The global economy faces numerous challenges that will create difficulties for most countries and opportunities for a few other countries. Dani Rodrik describes three factors that will determine the countries that best satisfy the three criteria. Unfortunately, few countries satisfy all three.
Countries that have reasonable public and private debt burdens will do better than heavily indebted nations. Most of the developed world, and most developing countries, face problems that result from excessive public and private debt. Both forms of excessive debt are bad because they interact with each other. Large private debt burdens lead to public debt problems (Spain, Ireland), and excessive public debt limits the ability of governments to respond to economic problems. It also leads to fights over tax policy and redistribution policies, and it limits investment in needed structural changes. It also leads to the kinds of political polarization that we see in most of world.
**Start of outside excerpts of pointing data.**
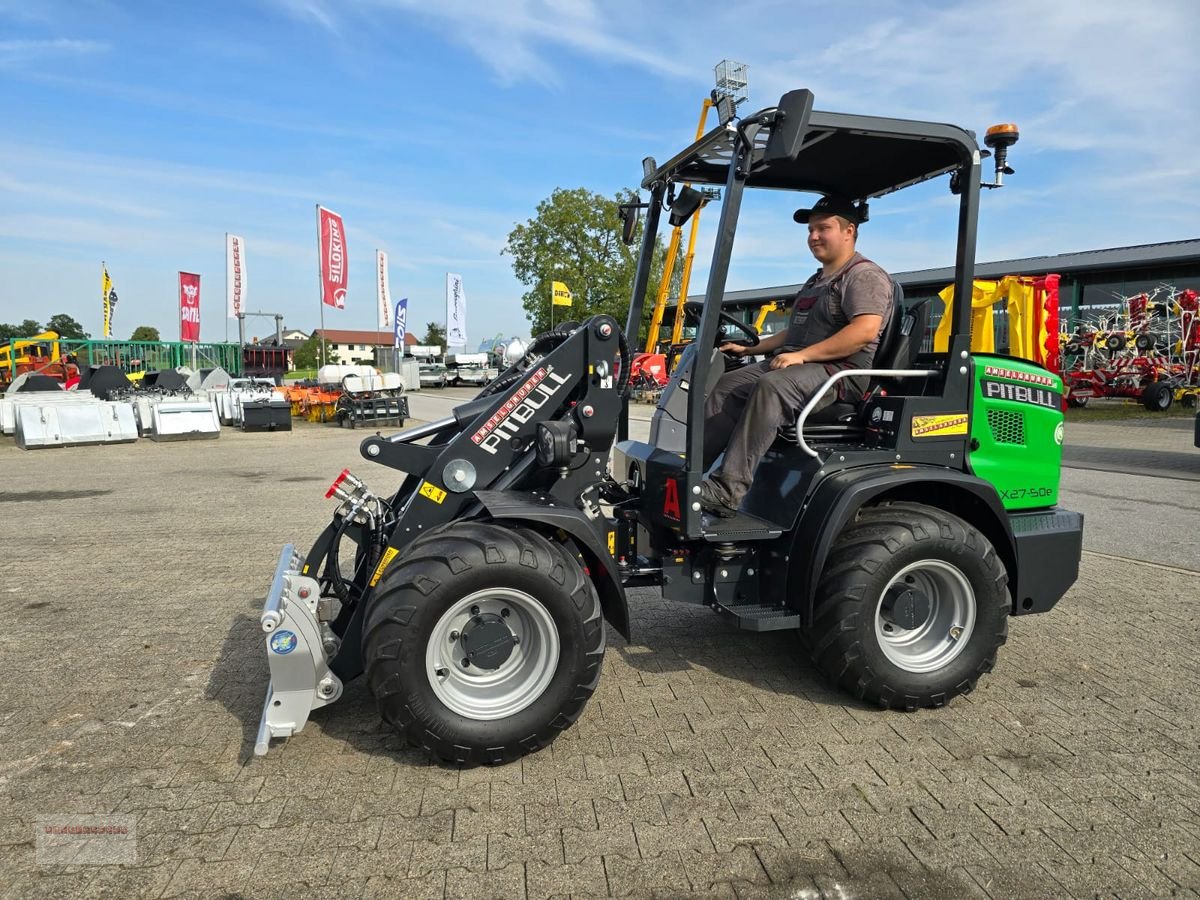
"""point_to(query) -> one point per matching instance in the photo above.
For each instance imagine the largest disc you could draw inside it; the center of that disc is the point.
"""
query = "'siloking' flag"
(108, 298)
(383, 294)
(401, 321)
(456, 311)
(559, 294)
(331, 258)
(235, 275)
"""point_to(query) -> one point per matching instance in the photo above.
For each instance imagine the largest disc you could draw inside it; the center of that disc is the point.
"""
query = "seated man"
(835, 323)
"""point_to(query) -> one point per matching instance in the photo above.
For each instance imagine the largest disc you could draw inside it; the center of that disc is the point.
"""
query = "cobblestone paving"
(711, 762)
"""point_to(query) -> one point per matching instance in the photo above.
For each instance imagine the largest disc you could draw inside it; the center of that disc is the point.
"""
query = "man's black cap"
(833, 207)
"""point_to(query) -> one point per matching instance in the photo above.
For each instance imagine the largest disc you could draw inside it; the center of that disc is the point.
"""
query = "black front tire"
(869, 553)
(408, 609)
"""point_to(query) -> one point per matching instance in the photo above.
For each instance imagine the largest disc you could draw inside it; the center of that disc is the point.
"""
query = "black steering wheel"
(726, 324)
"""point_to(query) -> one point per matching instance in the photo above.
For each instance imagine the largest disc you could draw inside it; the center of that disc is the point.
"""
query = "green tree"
(435, 335)
(575, 238)
(307, 355)
(66, 327)
(27, 329)
(145, 333)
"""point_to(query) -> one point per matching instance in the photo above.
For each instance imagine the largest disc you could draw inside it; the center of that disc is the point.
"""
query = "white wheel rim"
(490, 694)
(946, 631)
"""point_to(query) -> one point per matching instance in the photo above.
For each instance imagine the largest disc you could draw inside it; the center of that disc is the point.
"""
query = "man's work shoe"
(711, 501)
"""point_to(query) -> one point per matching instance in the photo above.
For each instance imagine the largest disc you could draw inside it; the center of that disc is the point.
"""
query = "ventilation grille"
(1006, 427)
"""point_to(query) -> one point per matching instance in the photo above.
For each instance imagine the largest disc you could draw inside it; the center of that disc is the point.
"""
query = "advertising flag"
(331, 243)
(456, 312)
(108, 298)
(401, 321)
(235, 275)
(562, 297)
(382, 293)
(189, 307)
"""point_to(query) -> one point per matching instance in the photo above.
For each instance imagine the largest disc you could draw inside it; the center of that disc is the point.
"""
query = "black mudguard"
(539, 511)
(837, 499)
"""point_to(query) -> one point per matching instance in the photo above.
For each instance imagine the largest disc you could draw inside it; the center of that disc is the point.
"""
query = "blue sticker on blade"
(283, 642)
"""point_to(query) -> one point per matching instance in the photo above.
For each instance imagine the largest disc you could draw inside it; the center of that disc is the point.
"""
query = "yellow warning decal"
(388, 556)
(432, 491)
(939, 426)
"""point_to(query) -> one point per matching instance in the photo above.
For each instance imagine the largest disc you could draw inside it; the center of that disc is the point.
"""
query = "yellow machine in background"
(1032, 317)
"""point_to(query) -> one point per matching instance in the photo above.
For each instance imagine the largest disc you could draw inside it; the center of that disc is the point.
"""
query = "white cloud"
(520, 39)
(23, 51)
Countries that are not reliant on the world economy will have a better chance for success. Countries that have current account imbalances will have more problems. For example, Turkey, which has a current account deficit, will have more difficulty tapping into the global financial market for capital. Countries like China, which have current account surpluses, will receive pressures to limit mercantilistic practices.
Countries that have a middle class and a large domestic market will do better than countries that depend upon exports for growth. These countries usually benefit as well from a democratic system that is needed for making better decisions and resolving conflict between interest groups. China and Russia, for example, are limited by two of these problems. Argentina and Turkey are limited by reliance on authoritative regimes.
Only a handful of countries satisfy each of these criteria. They include, India, Brazil and South Korea.